Widgets Magazine

University of Kansas Becomes Cosmo

After putting a man on the moon, curing polio and inventing TiVo, science has finally taken on one of the big problems: a lack of taxonomy surrounding flirting styles. Well, our long national nightmare is over because according to a recent study out of the University of Kansas, there are five styles of flirting: physical, playful, polite, sincere, and traditional. Mary Jo Rapini breaks down the categories:

Physical: People who scored high on this type often develop relationships quickly, have more sexual chemistry and have a greater emotional and sexual connection to their partners.

Traditional: These believe men should make the first move and women should not pursue men. Both men and women with this style tend to be introverted.

Polite: The focus is on proper manners and nonsexual communication.

Sincere: The style most often cited in the study. Relationships involve strong emotional connections and sexual chemistry and are typically meaningful; they are based on creating emotional connections.

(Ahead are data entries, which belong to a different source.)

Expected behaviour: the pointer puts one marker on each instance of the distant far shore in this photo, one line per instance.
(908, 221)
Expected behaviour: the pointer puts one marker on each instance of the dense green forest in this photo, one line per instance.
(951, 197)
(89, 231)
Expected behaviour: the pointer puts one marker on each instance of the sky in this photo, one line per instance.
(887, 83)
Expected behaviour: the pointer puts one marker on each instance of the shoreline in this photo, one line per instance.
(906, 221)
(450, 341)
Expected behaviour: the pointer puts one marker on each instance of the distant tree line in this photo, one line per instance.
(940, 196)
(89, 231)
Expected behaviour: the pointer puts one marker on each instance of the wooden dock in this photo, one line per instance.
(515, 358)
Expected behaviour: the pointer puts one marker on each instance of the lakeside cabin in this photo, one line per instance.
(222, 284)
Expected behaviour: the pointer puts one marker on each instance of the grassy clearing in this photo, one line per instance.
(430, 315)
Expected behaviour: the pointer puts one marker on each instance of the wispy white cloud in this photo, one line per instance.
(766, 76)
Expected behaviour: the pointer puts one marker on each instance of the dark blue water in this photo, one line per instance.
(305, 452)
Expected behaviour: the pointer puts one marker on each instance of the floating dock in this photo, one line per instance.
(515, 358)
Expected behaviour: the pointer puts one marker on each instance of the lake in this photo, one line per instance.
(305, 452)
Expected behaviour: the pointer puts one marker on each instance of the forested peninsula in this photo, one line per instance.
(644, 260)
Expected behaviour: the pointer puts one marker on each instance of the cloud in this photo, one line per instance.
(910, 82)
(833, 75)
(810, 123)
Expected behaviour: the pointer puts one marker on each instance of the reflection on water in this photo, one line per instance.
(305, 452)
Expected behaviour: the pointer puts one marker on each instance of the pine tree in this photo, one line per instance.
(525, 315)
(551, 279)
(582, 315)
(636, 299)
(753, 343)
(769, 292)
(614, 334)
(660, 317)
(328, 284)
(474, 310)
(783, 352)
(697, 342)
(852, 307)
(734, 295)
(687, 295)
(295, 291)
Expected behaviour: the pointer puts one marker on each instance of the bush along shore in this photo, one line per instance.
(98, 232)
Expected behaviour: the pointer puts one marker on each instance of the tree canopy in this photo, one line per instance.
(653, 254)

Playful: People favoring the playful style often flirt with little interest in a long-term romance, but they find flirting fun and enhancing to their self-esteem. They are less likely to have important and meaningful relationships and this is the type that is most uncommon.

Shockingly, the people who fall under the “sincere” category, which is by definition characterized by making deep, meaningful connections with people had more long-lasting relationship than “playful” people who flirt to build up their own self-esteem.

The study also answers the most important question facing modern 21st century women: how can they snare a man? The study offers suggestions ranging from subtle ways to get attention (“Arch your eyebrows,” “Mirror or copy your potential date’s body behavior”) to the um, less subtle (“Lean forward,” “Thrust your chest out,” “Cross or open your legs”) to the creepy (“Prolong your eye contact at a potential mate,” “Winking”).

The news gets even better, as the University of Kansas—an institution of higher learning, mind you—has put out an interactive quiz so that you can determine which type of flirt you are. This is great news for everyone who looked at the recent merger between The Daily Beast and Newsweek and wondered: “Why can’t that happen to Scientific American and Cosmo? Just imagine the quizzes!”

The most important takeaway though, is that going on likealittle and anonymously telling a female in cowboy boots she should ride you isn’t flirting, it’s just weird Internet weirdness and will never work for anyone ever.